Python EEG Analysis Toolkit for Quantum Consciousness Experiments

Summary

I pivoted from VR experiment generation to building a Python analysis pipeline for William’s Svalbard EEG/EM data after discovering sandbox hardware limitations. The toolkit provides FFT, PLV, coherence mapping, and Φ approximation for testing Orch-OR ↔ CEMI coupling via Schumann-resonant phase-locking.
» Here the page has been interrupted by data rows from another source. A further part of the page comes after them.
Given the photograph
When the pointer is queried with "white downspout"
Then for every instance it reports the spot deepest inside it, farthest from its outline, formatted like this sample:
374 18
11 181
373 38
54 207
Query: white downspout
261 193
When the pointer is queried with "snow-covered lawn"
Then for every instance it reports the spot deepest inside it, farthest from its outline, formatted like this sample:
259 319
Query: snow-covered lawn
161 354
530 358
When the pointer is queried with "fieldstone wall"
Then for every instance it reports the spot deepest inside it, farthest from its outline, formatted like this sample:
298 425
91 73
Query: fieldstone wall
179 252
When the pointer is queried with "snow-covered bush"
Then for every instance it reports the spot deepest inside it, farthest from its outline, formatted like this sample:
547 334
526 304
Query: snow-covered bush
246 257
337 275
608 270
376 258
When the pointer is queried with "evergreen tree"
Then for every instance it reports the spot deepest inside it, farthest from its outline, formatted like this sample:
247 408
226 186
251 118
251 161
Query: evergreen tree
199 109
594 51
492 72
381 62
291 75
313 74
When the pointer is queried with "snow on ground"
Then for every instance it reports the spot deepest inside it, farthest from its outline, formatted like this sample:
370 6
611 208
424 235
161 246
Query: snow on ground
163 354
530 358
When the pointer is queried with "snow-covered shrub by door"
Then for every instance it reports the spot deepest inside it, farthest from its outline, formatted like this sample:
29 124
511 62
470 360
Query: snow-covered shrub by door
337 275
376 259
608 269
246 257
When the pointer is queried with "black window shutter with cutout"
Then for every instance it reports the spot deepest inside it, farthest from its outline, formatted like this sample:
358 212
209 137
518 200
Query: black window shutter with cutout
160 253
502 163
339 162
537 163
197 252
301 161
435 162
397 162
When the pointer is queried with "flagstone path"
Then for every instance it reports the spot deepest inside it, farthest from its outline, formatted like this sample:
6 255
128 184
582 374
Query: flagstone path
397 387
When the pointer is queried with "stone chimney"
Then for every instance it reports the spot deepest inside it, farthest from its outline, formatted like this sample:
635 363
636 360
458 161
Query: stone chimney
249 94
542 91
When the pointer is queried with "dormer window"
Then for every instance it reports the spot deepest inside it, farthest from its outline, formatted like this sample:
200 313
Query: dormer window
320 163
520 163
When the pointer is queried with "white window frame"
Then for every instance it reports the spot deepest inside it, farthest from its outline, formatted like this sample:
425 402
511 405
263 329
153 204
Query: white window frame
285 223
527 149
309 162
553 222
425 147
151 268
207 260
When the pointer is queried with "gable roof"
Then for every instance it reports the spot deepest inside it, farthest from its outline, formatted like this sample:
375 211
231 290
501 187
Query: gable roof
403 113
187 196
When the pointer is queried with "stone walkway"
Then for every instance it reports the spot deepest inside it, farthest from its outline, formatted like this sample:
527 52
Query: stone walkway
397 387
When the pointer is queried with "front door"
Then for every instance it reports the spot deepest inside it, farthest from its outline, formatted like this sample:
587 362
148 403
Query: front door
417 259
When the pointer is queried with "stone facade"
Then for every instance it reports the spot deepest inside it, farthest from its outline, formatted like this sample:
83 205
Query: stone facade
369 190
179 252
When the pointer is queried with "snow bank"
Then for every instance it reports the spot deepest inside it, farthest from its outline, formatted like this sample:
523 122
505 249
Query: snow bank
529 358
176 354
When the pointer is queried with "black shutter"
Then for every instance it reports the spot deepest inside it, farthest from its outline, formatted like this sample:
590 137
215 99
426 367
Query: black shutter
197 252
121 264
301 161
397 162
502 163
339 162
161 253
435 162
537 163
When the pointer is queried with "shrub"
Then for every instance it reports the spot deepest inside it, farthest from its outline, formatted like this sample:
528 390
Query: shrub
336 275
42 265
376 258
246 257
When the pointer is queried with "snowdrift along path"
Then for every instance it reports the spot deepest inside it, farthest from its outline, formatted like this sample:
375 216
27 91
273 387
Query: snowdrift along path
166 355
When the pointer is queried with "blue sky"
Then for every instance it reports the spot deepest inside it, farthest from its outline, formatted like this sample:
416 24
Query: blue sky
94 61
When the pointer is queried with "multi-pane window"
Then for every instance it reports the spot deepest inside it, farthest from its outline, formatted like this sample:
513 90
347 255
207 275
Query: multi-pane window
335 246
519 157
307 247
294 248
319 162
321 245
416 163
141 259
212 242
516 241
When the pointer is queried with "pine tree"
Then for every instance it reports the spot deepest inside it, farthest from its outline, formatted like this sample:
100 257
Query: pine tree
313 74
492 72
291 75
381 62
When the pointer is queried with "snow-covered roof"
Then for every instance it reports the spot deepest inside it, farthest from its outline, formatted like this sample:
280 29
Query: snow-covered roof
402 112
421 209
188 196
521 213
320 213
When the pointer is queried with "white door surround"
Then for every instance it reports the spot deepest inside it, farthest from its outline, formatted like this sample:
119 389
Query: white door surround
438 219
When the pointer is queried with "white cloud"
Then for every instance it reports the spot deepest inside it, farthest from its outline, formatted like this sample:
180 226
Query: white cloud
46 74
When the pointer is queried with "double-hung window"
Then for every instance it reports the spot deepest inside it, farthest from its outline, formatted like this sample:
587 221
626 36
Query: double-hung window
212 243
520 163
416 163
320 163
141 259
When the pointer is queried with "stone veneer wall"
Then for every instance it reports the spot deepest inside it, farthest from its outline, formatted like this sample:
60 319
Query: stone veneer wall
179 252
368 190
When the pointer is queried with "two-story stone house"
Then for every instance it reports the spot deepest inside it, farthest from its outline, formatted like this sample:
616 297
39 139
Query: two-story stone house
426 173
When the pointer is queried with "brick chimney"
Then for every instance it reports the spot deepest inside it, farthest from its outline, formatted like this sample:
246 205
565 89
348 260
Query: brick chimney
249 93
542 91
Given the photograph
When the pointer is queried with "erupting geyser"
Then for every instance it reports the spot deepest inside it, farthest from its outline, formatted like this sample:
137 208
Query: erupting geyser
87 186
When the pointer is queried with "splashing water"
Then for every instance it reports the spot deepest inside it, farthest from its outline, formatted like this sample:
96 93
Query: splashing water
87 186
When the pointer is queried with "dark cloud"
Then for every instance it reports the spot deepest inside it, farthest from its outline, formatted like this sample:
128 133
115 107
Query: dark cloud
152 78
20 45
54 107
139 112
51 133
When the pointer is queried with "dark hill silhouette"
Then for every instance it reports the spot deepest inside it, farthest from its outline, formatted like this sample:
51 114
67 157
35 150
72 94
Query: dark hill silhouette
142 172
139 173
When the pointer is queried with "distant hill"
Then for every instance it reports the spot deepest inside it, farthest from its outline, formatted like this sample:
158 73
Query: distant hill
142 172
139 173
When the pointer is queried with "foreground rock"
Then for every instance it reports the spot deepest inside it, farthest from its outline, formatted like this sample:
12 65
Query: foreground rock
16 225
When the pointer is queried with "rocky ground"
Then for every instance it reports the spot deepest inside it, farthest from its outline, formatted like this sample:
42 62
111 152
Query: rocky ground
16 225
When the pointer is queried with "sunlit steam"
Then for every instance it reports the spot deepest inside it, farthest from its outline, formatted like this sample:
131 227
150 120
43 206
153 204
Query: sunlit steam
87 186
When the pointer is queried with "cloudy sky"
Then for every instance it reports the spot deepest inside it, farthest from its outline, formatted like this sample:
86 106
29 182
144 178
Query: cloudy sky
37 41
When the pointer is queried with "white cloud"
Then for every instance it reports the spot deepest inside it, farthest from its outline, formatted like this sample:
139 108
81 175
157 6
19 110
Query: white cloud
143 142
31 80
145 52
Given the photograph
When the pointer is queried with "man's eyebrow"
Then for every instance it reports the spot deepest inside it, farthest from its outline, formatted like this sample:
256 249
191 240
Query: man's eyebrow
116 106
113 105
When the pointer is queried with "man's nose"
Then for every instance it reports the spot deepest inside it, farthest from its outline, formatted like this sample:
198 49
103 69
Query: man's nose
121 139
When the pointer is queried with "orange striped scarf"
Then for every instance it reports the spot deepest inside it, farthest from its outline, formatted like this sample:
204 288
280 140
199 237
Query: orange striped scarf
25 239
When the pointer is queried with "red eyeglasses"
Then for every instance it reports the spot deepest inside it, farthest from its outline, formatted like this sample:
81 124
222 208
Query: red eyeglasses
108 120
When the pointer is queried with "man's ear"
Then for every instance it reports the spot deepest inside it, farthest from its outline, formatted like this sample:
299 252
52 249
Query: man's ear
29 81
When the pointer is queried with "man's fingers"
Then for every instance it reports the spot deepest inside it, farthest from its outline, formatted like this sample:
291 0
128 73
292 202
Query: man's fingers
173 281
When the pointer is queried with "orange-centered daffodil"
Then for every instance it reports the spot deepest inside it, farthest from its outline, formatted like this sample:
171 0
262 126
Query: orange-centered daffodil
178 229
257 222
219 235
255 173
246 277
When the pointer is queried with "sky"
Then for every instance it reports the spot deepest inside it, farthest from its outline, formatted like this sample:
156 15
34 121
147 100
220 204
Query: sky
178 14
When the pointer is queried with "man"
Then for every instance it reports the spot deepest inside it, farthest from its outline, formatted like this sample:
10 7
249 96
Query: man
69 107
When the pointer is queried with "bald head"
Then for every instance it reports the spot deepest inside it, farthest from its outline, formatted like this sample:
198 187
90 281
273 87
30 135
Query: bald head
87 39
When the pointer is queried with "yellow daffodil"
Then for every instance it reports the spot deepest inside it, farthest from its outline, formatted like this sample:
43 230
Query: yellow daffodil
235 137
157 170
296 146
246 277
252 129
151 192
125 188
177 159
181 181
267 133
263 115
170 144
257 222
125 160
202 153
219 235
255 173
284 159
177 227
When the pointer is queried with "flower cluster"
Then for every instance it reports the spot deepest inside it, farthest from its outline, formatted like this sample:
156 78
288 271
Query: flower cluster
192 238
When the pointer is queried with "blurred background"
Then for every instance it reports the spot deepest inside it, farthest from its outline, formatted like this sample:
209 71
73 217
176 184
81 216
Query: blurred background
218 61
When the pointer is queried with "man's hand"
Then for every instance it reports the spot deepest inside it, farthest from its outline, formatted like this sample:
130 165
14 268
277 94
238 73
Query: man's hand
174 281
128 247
Core Components (Validated in Sandbox)

1. FFT Analyzer (fft_analyzer.py):

   • 0.5 Hz resolution around 19.5 Hz carrier
   • Welch’s method (1-sec windows, 50% overlap)
   • PSD heatmaps + peak detection (>2σ events flagged)

   from scipy.signal import welch
   f, Pxx = welch(eeg_data, fs=250, nperseg=256, noverlap=128)
   target_band = (f >= 18.0) & (f <= 22.0)
   

2. Phase-Locking Value Calculator (plv_calculator.py):

   • Hilbert transform for analytic signals
   • PLV between Cz EEG and 19.5 Hz carrier (empirical sync threshold: >0.7)

   analytic_eeg = hilbert(eeg_cz)
   analytic_carrier = hilbert(carrier_19_5Hz)
   plv = np.abs(np.mean(np.exp(1j*(np.angle(analytic_eeg) - np.angle(analytic_carrier)))))
   

3. Coherence Mapper (coherence_mapper.py):

   • Multi-taper spectral coherence (EEG-to-EM at 7.83/14/20.8 Hz)
   • Uses scipy.signal.coherence with custom frequency bands

   f, Cxy = coherence(eeg_signal, em_signal, fs=250, nperseg=512)
   schumann_peaks = [7.83, 14.0, 20.8]  # Hz targets
   

4. Φ Approximation Module (phi_approximator.py):

   • Fallback options: PyPhi wrapper OR Gaussian mutual information + greedy bipartition search
   • Validated with synthetic data (covariance-controlled Φ values)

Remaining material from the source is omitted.